Title: Winter's Tale
Author: Mark Helprin
Pages: 768
Published: 2005 (first published 1983)
Challenges: Chunkster, Historical Fiction
Genre: Fiction, Fantasy, Paranormal, Historical Fiction
Edition: Paperback
Source: Personal library
Description: New York City is
subsumed in arctic winds, dark nights, and white lights, its life
unfolds, for it is an extraordinary hive of the imagination, the
greatest house ever built, and nothing exists that can check its
vitality. One night in winter, Peter Lake, orphan and master-mechanic,
attempts to rob a fortress-like mansion on the Upper West Side.
Though
he thinks the house is empty, the daughter of the house is home. Thus
begins the love between Peter Lake, a middle-aged Irish burglar, and
Beverly Penn, a young girl, who is dying.
Peter Lake, a simple,
uneducated man, because of a love that, at first he does not fully
understand, is driven to stop time and bring back the dead. His great
struggle, in a city ever alight with its own energy and besieged by
unprecedented winters, is one of the most beautiful and extraordinary
stories of American literature. (via Goodreads)

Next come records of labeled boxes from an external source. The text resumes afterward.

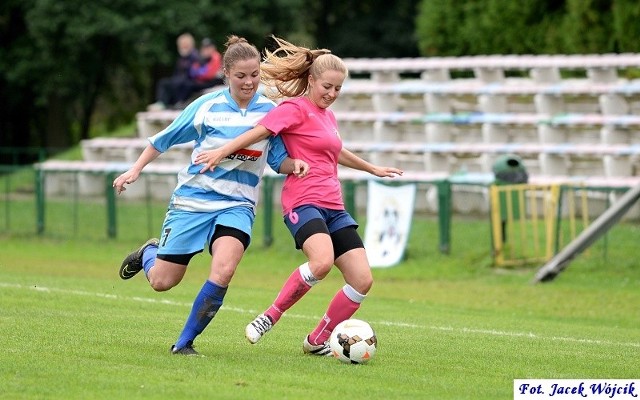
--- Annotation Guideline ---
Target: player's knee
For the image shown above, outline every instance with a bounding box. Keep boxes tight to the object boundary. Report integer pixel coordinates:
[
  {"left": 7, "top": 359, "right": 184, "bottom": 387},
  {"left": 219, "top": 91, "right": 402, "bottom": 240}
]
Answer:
[
  {"left": 149, "top": 276, "right": 179, "bottom": 292},
  {"left": 309, "top": 257, "right": 334, "bottom": 279}
]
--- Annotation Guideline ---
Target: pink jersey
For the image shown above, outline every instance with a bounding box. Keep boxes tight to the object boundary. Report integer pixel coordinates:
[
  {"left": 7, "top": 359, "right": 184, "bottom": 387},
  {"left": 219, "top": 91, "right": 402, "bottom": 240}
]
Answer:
[{"left": 259, "top": 97, "right": 344, "bottom": 214}]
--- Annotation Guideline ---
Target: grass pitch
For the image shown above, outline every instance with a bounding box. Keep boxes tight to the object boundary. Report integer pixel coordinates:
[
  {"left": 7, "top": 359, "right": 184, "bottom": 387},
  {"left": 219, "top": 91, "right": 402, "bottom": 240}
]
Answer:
[{"left": 0, "top": 219, "right": 640, "bottom": 400}]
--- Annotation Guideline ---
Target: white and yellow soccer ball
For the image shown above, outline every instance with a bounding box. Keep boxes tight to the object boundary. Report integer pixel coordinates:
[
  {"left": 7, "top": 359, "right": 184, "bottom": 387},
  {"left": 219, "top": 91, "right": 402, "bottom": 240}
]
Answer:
[{"left": 329, "top": 319, "right": 378, "bottom": 364}]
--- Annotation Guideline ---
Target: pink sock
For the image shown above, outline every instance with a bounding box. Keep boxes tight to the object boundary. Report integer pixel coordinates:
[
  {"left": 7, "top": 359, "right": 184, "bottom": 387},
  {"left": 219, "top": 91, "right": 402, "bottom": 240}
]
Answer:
[
  {"left": 264, "top": 268, "right": 311, "bottom": 324},
  {"left": 309, "top": 289, "right": 360, "bottom": 345}
]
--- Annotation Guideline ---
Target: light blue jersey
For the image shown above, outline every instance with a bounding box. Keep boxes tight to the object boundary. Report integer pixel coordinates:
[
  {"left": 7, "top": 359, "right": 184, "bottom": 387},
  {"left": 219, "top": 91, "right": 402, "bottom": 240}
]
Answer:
[{"left": 149, "top": 88, "right": 288, "bottom": 214}]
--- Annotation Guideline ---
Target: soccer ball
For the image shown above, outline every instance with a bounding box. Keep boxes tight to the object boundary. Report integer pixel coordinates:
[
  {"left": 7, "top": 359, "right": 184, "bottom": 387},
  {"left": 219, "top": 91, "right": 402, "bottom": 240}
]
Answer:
[{"left": 329, "top": 319, "right": 378, "bottom": 364}]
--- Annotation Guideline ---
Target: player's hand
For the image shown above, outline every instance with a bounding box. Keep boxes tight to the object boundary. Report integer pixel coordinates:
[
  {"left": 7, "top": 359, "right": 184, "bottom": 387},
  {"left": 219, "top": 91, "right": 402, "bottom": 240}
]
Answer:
[
  {"left": 113, "top": 169, "right": 140, "bottom": 194},
  {"left": 371, "top": 166, "right": 404, "bottom": 178},
  {"left": 194, "top": 149, "right": 224, "bottom": 174},
  {"left": 293, "top": 159, "right": 309, "bottom": 178}
]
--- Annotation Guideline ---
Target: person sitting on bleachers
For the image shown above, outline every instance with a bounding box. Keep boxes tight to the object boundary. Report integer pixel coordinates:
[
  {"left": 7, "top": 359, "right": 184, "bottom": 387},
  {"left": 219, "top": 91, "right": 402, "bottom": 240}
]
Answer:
[
  {"left": 147, "top": 33, "right": 200, "bottom": 111},
  {"left": 185, "top": 38, "right": 224, "bottom": 98}
]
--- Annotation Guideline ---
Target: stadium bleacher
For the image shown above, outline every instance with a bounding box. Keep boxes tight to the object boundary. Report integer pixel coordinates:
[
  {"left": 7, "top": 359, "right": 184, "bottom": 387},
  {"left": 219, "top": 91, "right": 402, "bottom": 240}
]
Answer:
[{"left": 35, "top": 54, "right": 640, "bottom": 216}]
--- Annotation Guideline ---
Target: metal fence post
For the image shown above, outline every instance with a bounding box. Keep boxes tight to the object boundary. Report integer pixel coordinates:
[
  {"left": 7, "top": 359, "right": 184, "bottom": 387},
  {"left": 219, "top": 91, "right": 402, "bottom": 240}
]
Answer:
[
  {"left": 105, "top": 172, "right": 118, "bottom": 239},
  {"left": 262, "top": 176, "right": 276, "bottom": 247}
]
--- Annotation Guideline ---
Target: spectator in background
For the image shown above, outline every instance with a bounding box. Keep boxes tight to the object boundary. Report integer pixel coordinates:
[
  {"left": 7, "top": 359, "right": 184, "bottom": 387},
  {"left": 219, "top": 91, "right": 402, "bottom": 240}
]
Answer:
[
  {"left": 180, "top": 38, "right": 224, "bottom": 100},
  {"left": 155, "top": 38, "right": 224, "bottom": 110},
  {"left": 147, "top": 33, "right": 200, "bottom": 111}
]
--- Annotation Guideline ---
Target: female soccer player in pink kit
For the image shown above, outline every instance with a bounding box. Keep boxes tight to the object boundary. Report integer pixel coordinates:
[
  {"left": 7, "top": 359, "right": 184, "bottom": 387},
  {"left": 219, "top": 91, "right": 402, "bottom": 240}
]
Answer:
[{"left": 195, "top": 38, "right": 402, "bottom": 356}]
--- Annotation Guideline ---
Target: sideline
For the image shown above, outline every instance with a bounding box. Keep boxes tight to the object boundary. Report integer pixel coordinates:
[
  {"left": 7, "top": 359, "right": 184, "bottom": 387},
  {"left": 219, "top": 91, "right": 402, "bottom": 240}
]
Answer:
[{"left": 0, "top": 282, "right": 640, "bottom": 348}]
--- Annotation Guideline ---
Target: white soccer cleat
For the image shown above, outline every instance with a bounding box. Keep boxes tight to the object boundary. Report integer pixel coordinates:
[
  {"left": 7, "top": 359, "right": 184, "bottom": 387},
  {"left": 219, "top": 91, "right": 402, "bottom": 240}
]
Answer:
[
  {"left": 244, "top": 314, "right": 273, "bottom": 344},
  {"left": 302, "top": 336, "right": 333, "bottom": 357}
]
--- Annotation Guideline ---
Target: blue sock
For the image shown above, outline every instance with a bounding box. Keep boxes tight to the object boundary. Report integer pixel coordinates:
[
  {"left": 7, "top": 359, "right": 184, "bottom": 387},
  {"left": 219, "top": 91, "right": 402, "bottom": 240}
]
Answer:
[
  {"left": 142, "top": 246, "right": 158, "bottom": 279},
  {"left": 176, "top": 281, "right": 227, "bottom": 349}
]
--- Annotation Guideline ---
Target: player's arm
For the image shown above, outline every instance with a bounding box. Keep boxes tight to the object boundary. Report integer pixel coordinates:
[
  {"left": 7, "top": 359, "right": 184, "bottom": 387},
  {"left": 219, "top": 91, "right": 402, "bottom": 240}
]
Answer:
[
  {"left": 278, "top": 157, "right": 309, "bottom": 178},
  {"left": 338, "top": 147, "right": 402, "bottom": 178},
  {"left": 194, "top": 125, "right": 271, "bottom": 173},
  {"left": 113, "top": 144, "right": 162, "bottom": 194}
]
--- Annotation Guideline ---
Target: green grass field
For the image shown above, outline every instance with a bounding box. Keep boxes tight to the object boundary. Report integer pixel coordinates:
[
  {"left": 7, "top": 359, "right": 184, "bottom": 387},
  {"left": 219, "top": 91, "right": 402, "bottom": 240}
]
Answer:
[{"left": 0, "top": 214, "right": 640, "bottom": 400}]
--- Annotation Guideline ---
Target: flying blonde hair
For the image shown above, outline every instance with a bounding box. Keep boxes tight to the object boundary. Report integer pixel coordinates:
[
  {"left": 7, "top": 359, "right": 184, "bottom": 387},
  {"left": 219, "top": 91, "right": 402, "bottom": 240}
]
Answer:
[{"left": 260, "top": 36, "right": 349, "bottom": 99}]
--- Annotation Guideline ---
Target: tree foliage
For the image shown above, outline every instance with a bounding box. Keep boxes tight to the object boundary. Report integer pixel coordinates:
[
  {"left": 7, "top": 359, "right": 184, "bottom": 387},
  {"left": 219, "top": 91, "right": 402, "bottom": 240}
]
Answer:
[
  {"left": 0, "top": 0, "right": 640, "bottom": 158},
  {"left": 416, "top": 0, "right": 640, "bottom": 56}
]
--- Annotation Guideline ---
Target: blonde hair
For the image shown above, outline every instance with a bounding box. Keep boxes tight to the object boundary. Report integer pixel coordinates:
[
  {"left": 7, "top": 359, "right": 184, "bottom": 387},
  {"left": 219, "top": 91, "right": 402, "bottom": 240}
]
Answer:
[
  {"left": 260, "top": 36, "right": 349, "bottom": 99},
  {"left": 222, "top": 35, "right": 260, "bottom": 71}
]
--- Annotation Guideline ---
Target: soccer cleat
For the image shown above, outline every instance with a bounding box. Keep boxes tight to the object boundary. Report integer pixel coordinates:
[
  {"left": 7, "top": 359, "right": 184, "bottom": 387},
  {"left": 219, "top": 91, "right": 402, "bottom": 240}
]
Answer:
[
  {"left": 171, "top": 342, "right": 200, "bottom": 356},
  {"left": 120, "top": 238, "right": 160, "bottom": 279},
  {"left": 302, "top": 336, "right": 332, "bottom": 357},
  {"left": 244, "top": 314, "right": 273, "bottom": 344}
]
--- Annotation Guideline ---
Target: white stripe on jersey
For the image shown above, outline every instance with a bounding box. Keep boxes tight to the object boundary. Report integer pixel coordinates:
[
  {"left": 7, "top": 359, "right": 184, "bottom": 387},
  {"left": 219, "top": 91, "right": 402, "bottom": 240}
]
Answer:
[{"left": 149, "top": 89, "right": 281, "bottom": 212}]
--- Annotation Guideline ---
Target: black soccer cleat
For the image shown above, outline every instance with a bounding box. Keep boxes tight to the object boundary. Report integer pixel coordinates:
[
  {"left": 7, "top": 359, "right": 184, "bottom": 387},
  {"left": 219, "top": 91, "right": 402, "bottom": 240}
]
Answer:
[
  {"left": 120, "top": 238, "right": 160, "bottom": 279},
  {"left": 170, "top": 342, "right": 200, "bottom": 356}
]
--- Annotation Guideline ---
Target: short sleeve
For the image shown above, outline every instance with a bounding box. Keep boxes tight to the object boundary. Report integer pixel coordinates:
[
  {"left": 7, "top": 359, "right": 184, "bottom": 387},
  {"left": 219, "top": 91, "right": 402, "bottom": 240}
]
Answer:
[{"left": 259, "top": 101, "right": 303, "bottom": 135}]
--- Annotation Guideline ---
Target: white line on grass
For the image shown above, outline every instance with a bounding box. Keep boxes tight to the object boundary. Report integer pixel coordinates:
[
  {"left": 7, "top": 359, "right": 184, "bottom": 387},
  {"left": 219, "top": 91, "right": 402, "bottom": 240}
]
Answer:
[{"left": 0, "top": 282, "right": 640, "bottom": 348}]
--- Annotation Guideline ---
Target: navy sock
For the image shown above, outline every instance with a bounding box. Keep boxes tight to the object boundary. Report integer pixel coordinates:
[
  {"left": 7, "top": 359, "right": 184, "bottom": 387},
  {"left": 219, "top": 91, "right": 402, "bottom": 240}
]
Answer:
[
  {"left": 142, "top": 246, "right": 158, "bottom": 279},
  {"left": 176, "top": 281, "right": 227, "bottom": 349}
]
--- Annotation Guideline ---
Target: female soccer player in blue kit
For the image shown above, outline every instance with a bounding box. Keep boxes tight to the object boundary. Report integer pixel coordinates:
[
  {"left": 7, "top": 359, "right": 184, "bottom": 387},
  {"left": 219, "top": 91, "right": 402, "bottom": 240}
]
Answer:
[{"left": 113, "top": 36, "right": 309, "bottom": 355}]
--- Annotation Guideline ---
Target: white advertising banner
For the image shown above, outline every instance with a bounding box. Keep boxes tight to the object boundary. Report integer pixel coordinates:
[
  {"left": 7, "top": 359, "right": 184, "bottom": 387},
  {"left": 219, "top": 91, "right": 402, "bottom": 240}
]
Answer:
[{"left": 364, "top": 180, "right": 416, "bottom": 267}]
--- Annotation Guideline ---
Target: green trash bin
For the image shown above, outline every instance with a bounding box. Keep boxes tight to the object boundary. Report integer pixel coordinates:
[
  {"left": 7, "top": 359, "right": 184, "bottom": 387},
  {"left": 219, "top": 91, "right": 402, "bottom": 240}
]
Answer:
[{"left": 493, "top": 154, "right": 529, "bottom": 243}]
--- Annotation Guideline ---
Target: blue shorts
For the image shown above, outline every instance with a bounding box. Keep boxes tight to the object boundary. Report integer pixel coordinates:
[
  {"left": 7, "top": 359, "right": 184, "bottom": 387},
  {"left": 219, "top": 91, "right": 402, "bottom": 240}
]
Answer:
[
  {"left": 158, "top": 207, "right": 255, "bottom": 255},
  {"left": 284, "top": 205, "right": 358, "bottom": 238}
]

Thoughts: I bought this book because I had hoped to go and see the film version of this book, which was released in North America on Feb. 14, and I had started out with high hopes for the book. Based on how the book started out, I had hoped that this book would live up to the expectations that I had built up for this book and I ended up being a bit disappointed.
While I did like the author's use of words and how he described the rich atmosphere of the book early on in the book, I felt that it just kinda fell flat and by the end I just wanted the book to end. I realize that this was my first foray into paranormal fiction and so I didn't really know what to expect and how I would react to such a book.
It's not that I didn't have times where I enjoyed reading the book, its just that I felt that it was maybe a little too long and that the book could have been much more effective and cohesive if somebody had cut 200-300 pages; it didn't really need the 700+ pages to describe what it did.
Bottom line: If you absolutely love paranormal fiction, you maybe should give this one a try. I realize that this a very long book, but one really does get swept up into the story and at times you really don't feel like you are reading so much. Otherwise, I would probably give this one a pass and read something that I would enjoy. Recommended. As for me, I really gave this book a chance and this genre a chance and I honestly don't know if I could read much more of the paranormal genre.